Having given the matter more thought, I’ve come to believe that withholding such data isn’t just unfortunate, it’s harmful. Not only does it hamper patients’ efforts to manage their own care effectively, it reveals attitudes which are likely to hold back the entire process of transforming the health system.

An Example of Delayed Health Data
Take the following example, from my own care. I was treated in the emergency department for swelling and pain which I feared might be related to a blood clot in my leg. The ED staff did a battery of tests, including an MRI, which concluded that I was actually suffering from lumbar spine issues.

Given that the spinal issue was painful and disabling, I made an appointment for follow up with a spine specialist for one week after the ED visit. But despite having signed up with the hospital’s portal, I was unable to retrieve the radiologist’s report until an hour before the spine specialist visit. And without that report the specialist would not have been able to act immediately to assist me.

I don’t know why I was unable to access the records for several days after my visit, but I can’t think of a reason why it would have made sense to deprive me of information I needed urgently for continued care. My previous experience, however, suggests that I probably had to wait until a physician reviewed the records and released them for my use.

Defeating the Purpose
To my way of looking at things, holding back records defeats the purpose of having portals in the first place. Ideally, patients don’t use portals as passive record repositories; instead, they visit them regularly and review key information generated by their clinical encounters, particularly if they suffer from chronic illnesses.

It’d be a real shame if conservative attitudes about sharing unvetted tests, imaging or procedure data undercut the benefits of portals. While it’s still not entirely clear how we’re going to engage patients further in managing their health – individually or across a population – portals are emerging as one of the more effective tools we’ve got. Bottom line, patients use them, and that’s a pretty big deal.

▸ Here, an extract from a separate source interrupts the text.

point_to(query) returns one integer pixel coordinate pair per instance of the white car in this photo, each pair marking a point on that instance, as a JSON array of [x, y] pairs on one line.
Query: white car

I’m not saying that patients have never overreacted to what looked like a scary result and called their doctor a million times in a panic. (That seems to be the scenario doctors fear, from conversations I’ve had over time.) But my guess is that it’s far less common than they think.

And in their attempts to head off a minor problem, they’re discouraging patients from getting involved with their care, which is what they need patients to do as value-based care models emerge. Seems like everyone loses.

Sure, patients may struggle to understand care data and notes at first, but what we need to do is educate them on what it means. We can’t afford to keep patients ignorant just to protect turf and salve egos.

About the author

Anne Zieger

Anne Zieger is a healthcare journalist who has written about the industry for 30 years. Her work has appeared in all of the leading healthcare industry publications, and she's served as editor in chief of several healthcare B2B sites.

2 Comments

  • Anne,

    Great post – important topic.

    As you point out – you are not the average health consumer. Going out on a limb here, but I doubt that anyone reading “EMR & EHR” qualifies as an average health consumer.

    You know what to ask for, you know what is allowed, what is required and what to do with your data that you are able to obtain.

    An unfortunate outcome of the industry’s view of data – “guard the data” – is that it inhibits innovation. That is, given there is no consistency in access to data, let alone structure of data, potential innovators that could bring solutions to market that would interpret data (at a non-professional consumer level) and provide value/actionable insight to consumers interested in their health are unable to attain any level of scale that would make those innovations commercially viable.

    The true irony – just looking at the raw numbers approximately 330,000,000 health consumers in the U.S. and less than 1,000,000 physicians – how many people go untreated for conditions that could be more easily identified, and identified earlier through data analysis? Yes holding the data does have consequences.

  • Brian,
    Agreed that people that read this site are largely advanced in their understanding of these topics. Although, I think that illustrates the real challenge. Readers of this site have challenges getting to the data. How is someone less informed suppose to navigate the system?